Issues such as access to flats and apartments, rooftop delivery infrastructure, airspace congestion, safety management and public acceptance remain unresolved in many city environments.
The current Darlington operation is also still relatively small in scale, with Amazon carrying out only a maximum of around 10 flights per hour.
Still Safety Questions Around Drone Parcel Deliveries
Despite Amazon’s confidence in the technology, safety concerns remain one of the biggest barriers to wider public acceptance and regulatory expansion.
Amazon’s rollout comes after several incidents involving its MK30 drones in the United States.
One drone reportedly clipped a building in Texas earlier this year after temporarily losing GPS positioning. Other incidents involving collisions during testing in Arizona and Oregon also triggered investigations and delays.
Amazon says no injuries occurred and describes the incidents as part of the normal process of refining a new aviation system.
The company also argues that the drones operate to aerospace-level safety standards and include multiple backup systems.
Public Reaction
Public reaction in Darlington seems to have been mixed. Some residents have reportedly embraced the convenience and novelty of near-instant deliveries, while others have raised concerns around noise, safety and whether drones are really necessary for ordinary household deliveries.
Many AI-powered autonomous systems still face a basic problem, namely that people do not automatically trust them simply because the technology works.
A similar challenge is now emerging elsewhere in the tech industry. Meta, for example, is increasingly using AI systems to estimate users’ ages and help enforce safety rules on platforms like Instagram. In both cases, companies are asking the public to trust autonomous systems to make decisions that were previously handled directly by humans.
Why This Matters Beyond Parcel Deliveries
The full significance of Amazon’s rollout is not really about faster deliveries of batteries or office supplies.
The bigger story is really that autonomous AI systems are steadily moving out of controlled test environments and into ordinary public infrastructure.
Drone delivery combines several technologies that businesses are likely to encounter more frequently over the next decade, including machine learning, autonomous navigation, remote monitoring, automated compliance systems and AI-assisted decision-making.
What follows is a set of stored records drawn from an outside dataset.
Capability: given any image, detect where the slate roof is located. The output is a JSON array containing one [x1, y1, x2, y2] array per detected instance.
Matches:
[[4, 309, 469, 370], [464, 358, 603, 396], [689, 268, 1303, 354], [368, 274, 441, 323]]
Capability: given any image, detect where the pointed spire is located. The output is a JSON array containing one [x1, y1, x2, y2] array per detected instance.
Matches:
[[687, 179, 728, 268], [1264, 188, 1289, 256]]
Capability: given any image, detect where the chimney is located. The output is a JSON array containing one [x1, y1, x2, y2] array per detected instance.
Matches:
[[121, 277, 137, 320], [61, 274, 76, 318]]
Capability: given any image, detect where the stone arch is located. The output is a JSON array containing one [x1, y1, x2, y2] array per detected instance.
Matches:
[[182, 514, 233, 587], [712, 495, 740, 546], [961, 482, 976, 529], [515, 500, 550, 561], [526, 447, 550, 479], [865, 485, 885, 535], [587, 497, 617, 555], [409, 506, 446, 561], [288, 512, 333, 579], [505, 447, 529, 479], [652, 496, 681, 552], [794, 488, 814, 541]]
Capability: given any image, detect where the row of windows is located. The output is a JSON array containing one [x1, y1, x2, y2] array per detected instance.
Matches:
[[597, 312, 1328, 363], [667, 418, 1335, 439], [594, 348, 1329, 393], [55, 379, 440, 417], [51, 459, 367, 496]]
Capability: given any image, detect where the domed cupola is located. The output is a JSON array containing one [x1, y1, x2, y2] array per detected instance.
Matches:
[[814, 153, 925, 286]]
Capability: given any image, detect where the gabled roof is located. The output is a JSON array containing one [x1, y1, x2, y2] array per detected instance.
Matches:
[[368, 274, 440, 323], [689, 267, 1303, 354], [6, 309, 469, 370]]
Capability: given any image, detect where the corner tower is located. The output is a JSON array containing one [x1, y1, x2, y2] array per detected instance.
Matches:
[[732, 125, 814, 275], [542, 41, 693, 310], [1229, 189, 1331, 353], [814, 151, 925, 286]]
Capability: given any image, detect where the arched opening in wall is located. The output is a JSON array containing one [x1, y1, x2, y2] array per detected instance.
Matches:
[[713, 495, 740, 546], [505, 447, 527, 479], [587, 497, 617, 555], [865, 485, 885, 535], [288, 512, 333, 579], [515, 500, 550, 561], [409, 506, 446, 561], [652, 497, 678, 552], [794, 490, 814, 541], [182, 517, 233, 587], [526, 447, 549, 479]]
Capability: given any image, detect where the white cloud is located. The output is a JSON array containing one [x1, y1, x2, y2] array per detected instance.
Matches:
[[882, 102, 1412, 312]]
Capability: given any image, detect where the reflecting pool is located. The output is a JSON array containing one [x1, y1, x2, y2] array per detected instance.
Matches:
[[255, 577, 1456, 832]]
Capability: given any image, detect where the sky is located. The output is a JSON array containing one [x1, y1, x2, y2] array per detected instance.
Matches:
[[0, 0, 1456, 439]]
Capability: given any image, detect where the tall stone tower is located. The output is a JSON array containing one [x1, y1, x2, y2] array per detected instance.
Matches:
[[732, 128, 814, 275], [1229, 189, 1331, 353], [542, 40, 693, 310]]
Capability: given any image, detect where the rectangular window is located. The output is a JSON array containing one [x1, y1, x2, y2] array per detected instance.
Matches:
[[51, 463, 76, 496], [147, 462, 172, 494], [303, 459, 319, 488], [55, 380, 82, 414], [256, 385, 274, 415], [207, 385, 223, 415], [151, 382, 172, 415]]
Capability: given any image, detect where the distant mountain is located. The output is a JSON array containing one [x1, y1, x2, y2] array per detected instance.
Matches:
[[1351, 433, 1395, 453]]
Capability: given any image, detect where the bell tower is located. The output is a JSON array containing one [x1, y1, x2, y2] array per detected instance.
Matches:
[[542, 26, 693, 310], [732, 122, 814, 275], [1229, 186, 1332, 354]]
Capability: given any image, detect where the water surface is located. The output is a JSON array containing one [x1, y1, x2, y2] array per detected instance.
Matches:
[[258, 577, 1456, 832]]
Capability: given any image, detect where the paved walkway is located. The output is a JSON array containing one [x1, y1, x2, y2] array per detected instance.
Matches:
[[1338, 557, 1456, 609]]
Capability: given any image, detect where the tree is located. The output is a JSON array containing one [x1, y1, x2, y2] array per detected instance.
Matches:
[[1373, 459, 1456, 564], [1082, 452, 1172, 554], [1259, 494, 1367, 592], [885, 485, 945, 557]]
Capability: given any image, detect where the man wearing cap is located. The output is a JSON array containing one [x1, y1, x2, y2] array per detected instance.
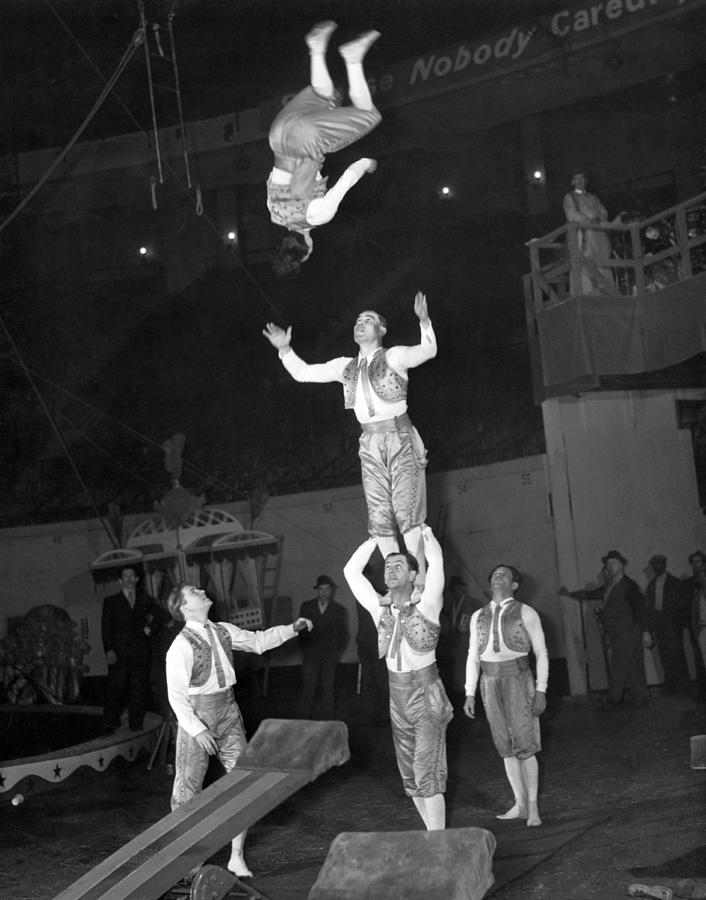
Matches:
[[262, 291, 436, 568], [463, 564, 549, 826], [645, 553, 689, 694], [559, 550, 653, 706], [299, 575, 348, 719]]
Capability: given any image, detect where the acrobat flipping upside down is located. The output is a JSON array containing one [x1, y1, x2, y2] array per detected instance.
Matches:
[[267, 21, 382, 274]]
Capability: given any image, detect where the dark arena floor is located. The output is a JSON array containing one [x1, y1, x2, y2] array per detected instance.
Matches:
[[0, 667, 706, 900]]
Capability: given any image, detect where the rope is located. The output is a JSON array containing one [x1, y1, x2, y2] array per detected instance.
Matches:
[[137, 0, 164, 184], [0, 314, 118, 550], [40, 0, 285, 322], [0, 28, 144, 234], [167, 0, 192, 190], [0, 353, 248, 498]]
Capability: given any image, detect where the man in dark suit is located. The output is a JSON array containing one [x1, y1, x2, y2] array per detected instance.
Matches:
[[559, 550, 652, 706], [298, 575, 348, 719], [101, 566, 164, 732], [645, 553, 689, 694]]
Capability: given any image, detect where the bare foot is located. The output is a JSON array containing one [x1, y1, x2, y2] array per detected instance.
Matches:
[[338, 31, 380, 63], [228, 853, 252, 878], [304, 19, 338, 53], [495, 803, 527, 819]]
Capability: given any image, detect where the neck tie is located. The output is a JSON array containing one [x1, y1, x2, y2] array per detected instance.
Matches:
[[358, 358, 375, 416], [205, 622, 226, 687], [493, 603, 500, 653]]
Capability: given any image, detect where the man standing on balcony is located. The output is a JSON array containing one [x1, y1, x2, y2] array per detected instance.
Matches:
[[564, 172, 615, 294]]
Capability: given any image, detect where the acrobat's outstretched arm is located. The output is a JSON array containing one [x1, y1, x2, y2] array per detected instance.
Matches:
[[306, 157, 378, 228]]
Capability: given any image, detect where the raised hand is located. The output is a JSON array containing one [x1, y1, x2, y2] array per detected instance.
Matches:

The UK is already experimenting with similar technology elsewhere. For example, the NHS has been trialling drones for transporting blood supplies in London, while Royal Mail has used drones to deliver parcels to remote communities in Orkney. Many of these early deployments focus on environments where conventional transport is slow, expensive or difficult.
The commercial logic for drone parcel deliveries is also now becoming a bit clearer. For example, labour shortages, rising delivery costs, pressure for faster fulfilment and growing demand for same-day delivery are all pushing logistics companies towards greater automation.
What Does This Mean For Your Business?
For most UK businesses, drone deliveries are unlikely to become an immediate operational reality. The technology still faces significant regulatory, technical, and public acceptance barriers, especially in towns and cities.
However, AI-driven autonomous systems are increasingly becoming part of everyday business operations, with AI now making more decisions in areas such as logistics, security, customer verification, fraud detection and operational management.
That creates opportunities for faster services and lower operating costs, but it also increases the importance of governance, oversight, cybersecurity and trust.
Amazon’s drone rollout is, therefore, less about flying parcels and more about what happens when AI systems begin interacting directly with the physical world at scale.
For UK businesses, the key lesson here may simply be that autonomous systems are no longer experimental concepts sitting in research labs. They are beginning to appear in everyday operations, regulation, infrastructure and customer services, often much sooner than many organisations expected.